Storytelling for a Greener World will take you places. It will take you to ‘the ancient rolling hills and rivers of Dartmoor’ where ‘a group of adults huddle on piles of sheepskins and cushions in a room lit by the soft light of candles’; to the countryside of Staffordshire where a group create a story based on the moss, twigs and mud around them; to a primary school in a run-down area of Gateshead where kittiwakes nest nearby; to the back room of a pub in Bath where a storytelling circle has met every month for 14 years; and to ‘a spot where a line of trees meet open meadows near a paddock’ for storytelling in the presence of a horse herd. This is a book about oral storytelling: ‘storytelling which happens face to face, eye to eye, gesture to gesture, voice to ear, heart to heart, and mind to mind, in one location by one person to one or more others’. It is designed not as a work of ecocriticism but as a practical guide for promoting reflective and innovative practice in facilitating storytelling groups. However, the book does, at its heart, explore an ecocritical question: how can contemporary UK storytelling inspire pro-environmental behaviour?

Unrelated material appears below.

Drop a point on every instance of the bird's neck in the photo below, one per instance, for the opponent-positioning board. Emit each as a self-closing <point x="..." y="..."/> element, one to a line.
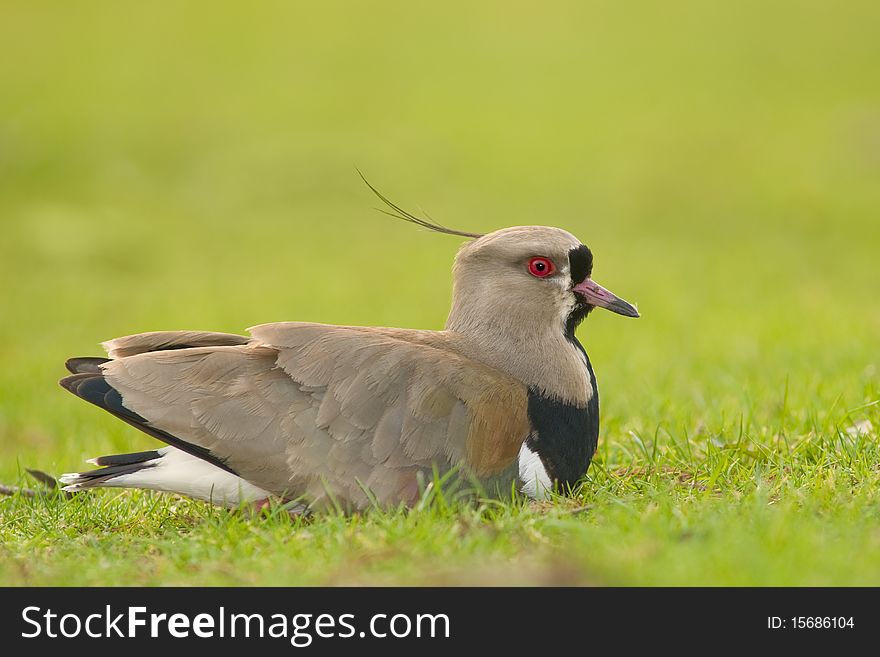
<point x="547" y="359"/>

The answer to that question comes, not directly, but through the exploration of 21 contributors – all are storytellers, all are educators, trainers, facilitators, or consultants, and some are also poets, writers, artists, singers, musicians, historians and more. In 21 chapters, these contributors explore their own practice of using, sharing and creating stories with diverse groups of participants, in diverse locations, to bring about changes in outlook. The chapters provide anecdotes to illustrate the principles laid out in the introduction: that encouraging reflection, modelling interrelatedness through the ‘very dynamics of storymaking and oral storytelling’, stimulating ‘affective relationships with others and the more-than-human world’, encouraging both listening and responding and other oral storytelling activities ‘can directly lead to increases in people’s empathic capacity and pro-social and environmental behaviour’.

Storytelling for a Greener World offers a window onto an exciting area of analysis for ecocriticism: ‘texts’ created and received at the same moment, eye-to-eye, heart-to-heart, in place, with all the potential for deep changes in outlook that this promises. Ecocriticism, likewise, offers something to storytellers – methods for interrogating the messages contained in the stories that they work with. There is something else though. The book claims that ‘sustainability involves a constant, thoughtful, and often fun interplay between people and the more-than-human world’ and provides a great variety of practical facilitation techniques to make that happen. These techniques could add an enticing new dimension to educational situations where students typically spend significant time reading written texts on their own, writing essays about them on their own, receiving written feedback on those essays and reading papers to an audience. This new dimension could help students develop the empathic responsiveness that arises from direct connection with other people, other species and place.